Bane wird zum Versuchskaninchen für die Droge Venom, die ihm Superkräfte verleiht und sie gegen Schmerz immun macht. Durch das Experiment wird er zum Junkie, der sich das Zeug ins Hirn einspeisen lassen muss. Indem er sich nach einem Versuch totstellt, bricht er aus dem Knast aus und fliegt mit seinen drei Spießgesellen nach Gotham, wo er mit gezielten Morden beginnt, die Unterwelt aufzumischen. In einer ersten Konfrontation mit Batman verschont er ihn: „You will know my name one day. And on that day you will beg for mercy.“ Bane will ihn beobachten, studieren und ihn erst dann besiegen, wenn der richtige Moment gekommen ist.

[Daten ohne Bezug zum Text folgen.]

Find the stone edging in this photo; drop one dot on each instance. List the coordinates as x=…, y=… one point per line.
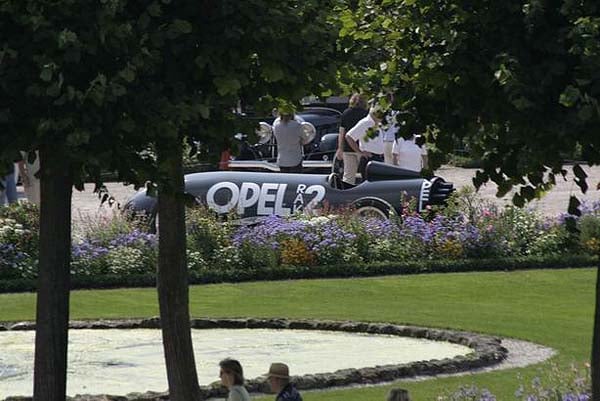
x=487, y=351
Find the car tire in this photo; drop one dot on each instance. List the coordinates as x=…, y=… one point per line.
x=372, y=208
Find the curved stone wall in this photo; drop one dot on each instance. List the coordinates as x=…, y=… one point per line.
x=487, y=351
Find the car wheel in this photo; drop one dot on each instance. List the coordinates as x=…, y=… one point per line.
x=372, y=208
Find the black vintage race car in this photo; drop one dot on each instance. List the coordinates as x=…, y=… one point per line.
x=321, y=130
x=251, y=195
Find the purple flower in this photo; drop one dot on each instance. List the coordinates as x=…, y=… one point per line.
x=88, y=249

Die Entstehungsgeschichte von Bane ist so sehr auf Abhärtung getrimmt, dass sie in ihrer Übertreibung fast schon komisch wirkt. Seine Motivation, es mit Batman aufzunehmen, wird nicht ganz schlüssig. Zu weit hergeholt ist es, dass der Schurke den ganzen Aufwand betreibt, nur weil er mal als Kind schlecht geträumt hat. Mit Batman verbindet ihn nichts, außer einer willkürlichen Assoziation zwischen einer eingebildeten Fledermaus und einem Kerl, der sich wie eine anzieht.

Bane tut einem zunächst leid, dann wird er zu einem perfekten Widersacher. Seine Fähigkeiten machen ihn zu einer Art Anti-Batman. Furchterregend wirkt er durch hünenhafte Erscheinung und seine Maske mit ihren roten Augen, die ihm jegliche Menschlichkeit nimmt. Das Einzige, was die Geschichte nicht erklärt, ist, warum er sie trägt und sich wie ein mexikanischer Wrestler anzieht. Aber die wahre Erklärung lautet, wie so oft in Comics: weil es cool aussieht. Und darum geht es ja schließlich auch …

(Vengeance of Bane ist zweimal auf Deutsch erschienen: 1998 als Batman-Sonderband im Dino-Verlag und 2013 als „Batman gegen Bane“ im Panini-Verlag.)